FLEXSECURITY E ALTRO

Il tempo per decidere se la va o la spacca è pochissimo, dunque il new deal - che non si compone soltanto di proposte di legge, come il Job Act a cui da oggi la nuova segreteria democrat comincia a lavorare e sarà pronto subito dopo le feste natalizie in un mix di più flessibilità e più garanzie (flexsecurity) a cura di Madia-Taddei-Faraone: la trinità dem sui temi lavoro-economia-welfare - ha fretta di proporsi come nuovo pensiero forte.



Come una sorta di weltanschauung che racchiude ambizione (parola che Renzi sdogana a sinistra), comunicazione (idem), decisione («la concertazione dev’essere pro-tempore e produrre subito decisione, sennò significa palude», parola di Davide Faraone), merito (Renzi come Blair ha dichiaro guerra all’egualitarismo straccione), speranza (l’hope di Obama), nuove politiche di redistribuzione (cosa fu il new deal originario? Anche se stavolta non Roosevelt ma l’economista Giavazzi è uno dei punti di riferimento teorici di Matteo) e rottura di tabù come la dipendenza dalla Cgil. Susanna Camusso ieri ha detto: «Non esiste con Renzi l’impossibilità del dialogo ma poi vale il merito delle proposte». E le prime proposte di Matteo non stanno piacendo a quel sindacato ma trovano ascolto in Cisl e Uil per non dire del feeling ”rottamatorio” con Landini.



O ancora: l’atteggiamento nei confronti della web society, come simbolo del ”nuovo” e anche di certa America prediletta da Matteo, da cui deriva il disaccordo di Renzi sulla google tax lettiana. Anche se questa materia è più sfuggente rispetto all’anti-burocrazia: «Aprire un’azienda in Italia è un casino», ha detto Renzi inaugurando Eataly-Firenze. Nel new deal rientra una nuova concezione anche dell’italianità. Significa nell’ottica renziana che il nuovo Pignone di Firenze è stato venduto agli americani (i quali si rivolgono a lui per sapere come e dove investire, e il tramite è l’ambasciatore statunitense John Phillips buon amico di Renzi) e in vent’anni ha decuplicato il fatturato.

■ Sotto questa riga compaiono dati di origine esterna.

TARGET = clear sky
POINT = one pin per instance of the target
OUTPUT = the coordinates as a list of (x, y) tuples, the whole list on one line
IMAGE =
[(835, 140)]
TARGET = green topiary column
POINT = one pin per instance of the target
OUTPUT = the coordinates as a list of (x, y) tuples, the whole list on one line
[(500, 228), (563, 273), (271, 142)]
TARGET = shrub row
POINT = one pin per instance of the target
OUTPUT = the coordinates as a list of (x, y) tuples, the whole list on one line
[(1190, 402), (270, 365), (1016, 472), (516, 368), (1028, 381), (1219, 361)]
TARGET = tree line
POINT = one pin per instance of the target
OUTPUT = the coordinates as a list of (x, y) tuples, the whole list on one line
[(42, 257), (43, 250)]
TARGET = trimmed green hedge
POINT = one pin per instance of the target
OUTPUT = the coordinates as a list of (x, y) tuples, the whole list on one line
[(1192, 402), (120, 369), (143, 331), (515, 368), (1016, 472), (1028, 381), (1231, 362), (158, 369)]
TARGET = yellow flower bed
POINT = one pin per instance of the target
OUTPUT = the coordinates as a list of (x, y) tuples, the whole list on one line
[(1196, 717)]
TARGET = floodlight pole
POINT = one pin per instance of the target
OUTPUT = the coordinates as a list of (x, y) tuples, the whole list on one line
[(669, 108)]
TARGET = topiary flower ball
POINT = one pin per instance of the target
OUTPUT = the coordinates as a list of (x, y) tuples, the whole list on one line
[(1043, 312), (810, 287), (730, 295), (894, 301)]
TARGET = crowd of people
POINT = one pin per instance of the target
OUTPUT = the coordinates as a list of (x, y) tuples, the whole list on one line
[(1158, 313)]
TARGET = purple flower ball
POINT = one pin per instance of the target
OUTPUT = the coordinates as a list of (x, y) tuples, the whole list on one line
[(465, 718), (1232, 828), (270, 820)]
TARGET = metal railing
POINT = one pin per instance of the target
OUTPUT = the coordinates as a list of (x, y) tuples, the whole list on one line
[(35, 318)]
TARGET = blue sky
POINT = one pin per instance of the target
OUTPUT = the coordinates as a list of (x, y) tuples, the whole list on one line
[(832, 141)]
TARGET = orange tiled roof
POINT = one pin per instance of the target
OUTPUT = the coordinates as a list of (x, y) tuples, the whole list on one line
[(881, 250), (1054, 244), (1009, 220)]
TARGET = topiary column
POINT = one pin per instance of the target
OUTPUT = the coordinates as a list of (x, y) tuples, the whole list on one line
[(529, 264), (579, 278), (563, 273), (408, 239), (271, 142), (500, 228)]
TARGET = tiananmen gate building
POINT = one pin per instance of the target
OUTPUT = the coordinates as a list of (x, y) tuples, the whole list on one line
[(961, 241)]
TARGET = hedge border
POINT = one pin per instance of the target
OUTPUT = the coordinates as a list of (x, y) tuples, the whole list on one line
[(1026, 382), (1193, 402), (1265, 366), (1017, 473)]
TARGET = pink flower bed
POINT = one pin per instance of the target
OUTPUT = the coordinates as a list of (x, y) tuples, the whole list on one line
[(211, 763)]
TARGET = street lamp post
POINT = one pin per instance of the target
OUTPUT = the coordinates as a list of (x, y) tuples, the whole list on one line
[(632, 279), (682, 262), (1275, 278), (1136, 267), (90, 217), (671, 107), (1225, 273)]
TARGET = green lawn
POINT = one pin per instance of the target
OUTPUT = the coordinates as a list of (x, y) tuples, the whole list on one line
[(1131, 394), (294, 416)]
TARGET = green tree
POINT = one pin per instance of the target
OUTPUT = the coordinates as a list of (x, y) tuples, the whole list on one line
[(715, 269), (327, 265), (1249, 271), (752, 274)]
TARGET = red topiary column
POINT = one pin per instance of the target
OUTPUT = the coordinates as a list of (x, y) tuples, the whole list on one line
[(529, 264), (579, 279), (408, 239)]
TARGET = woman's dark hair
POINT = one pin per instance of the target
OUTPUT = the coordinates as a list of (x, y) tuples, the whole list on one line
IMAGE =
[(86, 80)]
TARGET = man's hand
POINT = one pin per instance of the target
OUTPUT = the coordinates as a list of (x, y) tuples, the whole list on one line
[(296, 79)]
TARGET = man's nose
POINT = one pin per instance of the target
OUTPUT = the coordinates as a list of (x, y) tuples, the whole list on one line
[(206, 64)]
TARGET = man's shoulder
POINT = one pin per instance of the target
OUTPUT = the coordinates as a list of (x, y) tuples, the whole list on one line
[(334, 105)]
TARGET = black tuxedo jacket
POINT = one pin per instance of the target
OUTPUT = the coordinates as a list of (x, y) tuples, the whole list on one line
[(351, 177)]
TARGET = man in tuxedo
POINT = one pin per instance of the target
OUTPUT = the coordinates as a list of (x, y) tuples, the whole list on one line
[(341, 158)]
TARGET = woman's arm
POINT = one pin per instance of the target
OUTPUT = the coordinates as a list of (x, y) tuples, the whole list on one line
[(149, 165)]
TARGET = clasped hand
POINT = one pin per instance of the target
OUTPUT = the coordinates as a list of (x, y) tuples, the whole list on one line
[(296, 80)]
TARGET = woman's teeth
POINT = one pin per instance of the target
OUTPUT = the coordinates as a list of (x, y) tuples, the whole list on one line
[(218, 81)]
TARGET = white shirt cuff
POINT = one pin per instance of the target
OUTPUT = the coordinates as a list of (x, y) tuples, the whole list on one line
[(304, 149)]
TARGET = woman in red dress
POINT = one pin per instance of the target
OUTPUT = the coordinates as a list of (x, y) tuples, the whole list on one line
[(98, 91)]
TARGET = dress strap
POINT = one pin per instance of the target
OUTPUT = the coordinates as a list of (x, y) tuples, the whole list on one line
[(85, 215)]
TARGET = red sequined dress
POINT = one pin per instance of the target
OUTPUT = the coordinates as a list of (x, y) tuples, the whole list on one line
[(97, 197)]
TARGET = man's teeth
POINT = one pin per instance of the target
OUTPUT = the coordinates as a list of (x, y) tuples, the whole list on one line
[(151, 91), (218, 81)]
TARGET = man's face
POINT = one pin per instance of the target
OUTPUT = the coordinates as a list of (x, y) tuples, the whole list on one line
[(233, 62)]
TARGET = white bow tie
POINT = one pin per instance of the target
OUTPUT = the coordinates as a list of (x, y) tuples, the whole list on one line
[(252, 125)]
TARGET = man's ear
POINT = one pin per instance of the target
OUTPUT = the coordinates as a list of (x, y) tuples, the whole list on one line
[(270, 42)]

O ancora: «L’italianissima Gucci - spiega Matteo - è stata comprata dai francesi e dieci anni dopo fa quattro volte il fatturato che faceva prima». E Monclear, che è l’esempio opposto? Perfetto anche quello. Approcci così, che piacciono alla Confindustria di Squinzi, anche se ieri il vice-presidente Aurelio Regina ha avvertito: «I nuovi contratti non siano a spese delle aziende». Ovvero: il Piano sul lavoro contiene - oltre all’estensione della cassa integrazione ai giovani non garantiti e il superamento dell’articolo 18 - il contratto unico con finanziamenti per la formazione e per la ricollocazione nel mercato del lavoro (le risorse possono essere trovate nelle ”pensioni d’oro”, secondo i renziani) ma gli imprenditori temono di dover pagare loro questi soldi.



IL CUNEO

Su un altro aspetto, minori difficoltà. Quello così riassunto dal professor Taddei, titolare dem per l’economia: «Riducendo il carico fiscale sulle aziende, si ottiene sia una riduzione del costo del lavoro sia un aumento del salario netto». Una guerra di religione, ma in ambito sindacale, potrà intanto essere scatenata dall’emendamento presentato da Dario Nardella, fedelissimo del leader ed ex vicesindaco di Firenze, alla legge di Stabilità. Prevede il taglio del 90 per cento dei distacchi e dei permessi sindacali retribuiti nel pubblico impiego per dirottare le risorse al fondo per la non autosufficienza e ai malati di Sla. E però, se il sindacato è al massimo della sua debolezza, e potrebbe squagliarsi di fronte a Matteo, è anche vero che - come risulta dallo studio pubblicato ieri su «Europa» - la gran parte dei votanti delle ultime primarie sono stati lavoratori dipendenti e anziani. Un dato di cui Matteo non potrà non tenere conto, almeno un po’.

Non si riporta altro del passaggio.